Protagonista che di per sé coinvolge il lettore in una vicenda magistralmente costruita da Heman Zed, tra colpi di scena, ritmo serrato che non lascia spazio a particolari descrizioni o divagazioni, in un susseguirsi continuo di battute sarcastiche che ben si accompagnano alle situazioni più violente. L’umorismo, o forse sarcasmo che, peraltro, nasce anche dalla parlata di Romeo Marconato, come una sorta di onomatopea in versione veneta, con tutti i suoi casso, gnente, smartfón.

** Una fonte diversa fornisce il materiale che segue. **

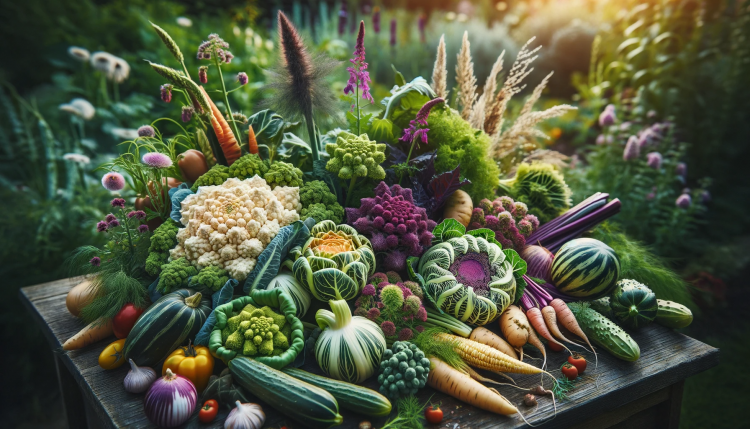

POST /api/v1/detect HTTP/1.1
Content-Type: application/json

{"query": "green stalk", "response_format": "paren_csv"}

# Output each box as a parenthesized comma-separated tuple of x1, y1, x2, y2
(356, 80, 360, 135)
(121, 208, 135, 257)
(213, 58, 243, 147)
(305, 111, 320, 161)
(345, 176, 358, 207)
(398, 140, 417, 185)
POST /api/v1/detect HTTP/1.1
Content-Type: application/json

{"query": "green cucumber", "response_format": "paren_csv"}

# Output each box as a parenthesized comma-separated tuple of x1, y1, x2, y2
(655, 299, 693, 329)
(589, 296, 613, 318)
(229, 357, 343, 429)
(568, 301, 640, 362)
(283, 367, 392, 417)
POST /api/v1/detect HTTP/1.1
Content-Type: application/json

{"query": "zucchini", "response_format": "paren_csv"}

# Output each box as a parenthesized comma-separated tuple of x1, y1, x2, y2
(283, 367, 392, 417)
(655, 299, 693, 329)
(568, 301, 640, 362)
(229, 357, 343, 429)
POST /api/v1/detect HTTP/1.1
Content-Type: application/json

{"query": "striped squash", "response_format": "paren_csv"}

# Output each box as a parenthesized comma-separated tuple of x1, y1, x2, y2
(609, 279, 657, 329)
(550, 238, 620, 298)
(124, 289, 211, 366)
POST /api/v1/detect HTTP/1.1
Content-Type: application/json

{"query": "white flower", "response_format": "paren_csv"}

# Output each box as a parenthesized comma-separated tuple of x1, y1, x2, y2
(110, 127, 139, 140)
(68, 47, 90, 62)
(176, 17, 192, 27)
(59, 98, 95, 120)
(90, 51, 130, 83)
(62, 153, 91, 165)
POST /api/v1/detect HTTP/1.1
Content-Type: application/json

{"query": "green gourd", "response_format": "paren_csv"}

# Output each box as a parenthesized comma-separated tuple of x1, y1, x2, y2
(609, 279, 658, 329)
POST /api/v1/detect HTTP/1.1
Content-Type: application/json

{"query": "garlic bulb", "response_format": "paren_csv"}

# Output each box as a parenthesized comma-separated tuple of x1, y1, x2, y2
(224, 401, 265, 429)
(123, 358, 157, 393)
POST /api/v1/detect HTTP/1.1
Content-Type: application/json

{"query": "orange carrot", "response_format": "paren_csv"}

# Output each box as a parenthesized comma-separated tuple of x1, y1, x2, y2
(549, 298, 598, 368)
(247, 124, 258, 155)
(541, 306, 579, 349)
(63, 318, 113, 350)
(526, 307, 570, 355)
(199, 86, 241, 165)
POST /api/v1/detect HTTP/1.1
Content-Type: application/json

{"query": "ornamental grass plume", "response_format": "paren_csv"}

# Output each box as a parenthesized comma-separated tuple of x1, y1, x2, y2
(469, 52, 504, 130)
(430, 34, 448, 99)
(264, 11, 339, 162)
(455, 31, 477, 120)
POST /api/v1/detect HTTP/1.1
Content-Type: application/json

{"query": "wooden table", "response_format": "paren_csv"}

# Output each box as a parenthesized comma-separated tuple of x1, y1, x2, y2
(21, 277, 719, 429)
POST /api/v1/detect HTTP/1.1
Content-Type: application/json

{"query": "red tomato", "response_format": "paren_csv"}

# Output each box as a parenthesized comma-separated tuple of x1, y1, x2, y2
(548, 340, 564, 352)
(199, 399, 218, 423)
(424, 405, 443, 424)
(561, 362, 579, 381)
(568, 354, 587, 374)
(113, 303, 144, 339)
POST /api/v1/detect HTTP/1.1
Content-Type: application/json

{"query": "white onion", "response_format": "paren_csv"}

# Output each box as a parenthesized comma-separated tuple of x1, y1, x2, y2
(521, 245, 555, 282)
(144, 369, 197, 428)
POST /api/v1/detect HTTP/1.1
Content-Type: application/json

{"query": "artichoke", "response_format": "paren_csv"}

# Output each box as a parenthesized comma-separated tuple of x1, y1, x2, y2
(291, 220, 376, 301)
(418, 234, 516, 325)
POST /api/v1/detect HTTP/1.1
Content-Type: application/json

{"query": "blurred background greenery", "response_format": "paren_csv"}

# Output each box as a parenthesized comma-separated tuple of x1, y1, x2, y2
(1, 0, 747, 427)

Per farla breve: lettura che merita per un romanzo difficilmente incasellabile in un genere definito – magari potremmo parlare di noir irregolare – proprio per l’abile sintesi di comicità, magari con un po’ di critica indiretta al consumismo della società contemporanea, nonché per il crescendo di violenza, almeno da parte del bulletto Romeo, mai troppo pianificata.
Edizione esaminata e brevi note
Heman Zed, è nato Padova nel 1967. Ha esordito per Il Maestrale nel 2007 con il romanzo “La cortina di marzapane”. Hanno fatto seguito “La Zolfa” (Il Maestrale, 2009), “Dreams ‘n’ Drums” (Il Maestrale, 2010) e, con Gianluca Morozzi, “Lo scrittore deve morire” (Guanda, 2012).
È presente nel “Dizionario affettivo della lingua italiana” (a cura di Matteo B. Bianchi e Giorgio Vasta, Fandango, 2008) con il lemma «Sfiato», nelle antologie “L’occasione” (2012) con il racconto “Ultima chance”; “Sogni senza frontiere” (2013) con il racconto “Kanun”; “Père Lachaise. Racconti dalle tombe di Parigi” (2014) con il racconto “L’anniversario” e “Vynil, storie di dischi che cambiano la vita” (2017) con il racconto “4-pieces drum kit”. Ha collaborato a diversi progetti multimediali inseriti nell’area del Fondo Sociale Europeo ed è docente di scrittura creativa.
Heman Zed, “Zodiaco street food”, Neo edizioni (collana “Dry”), Castel di Sangro 2020, pp. 232.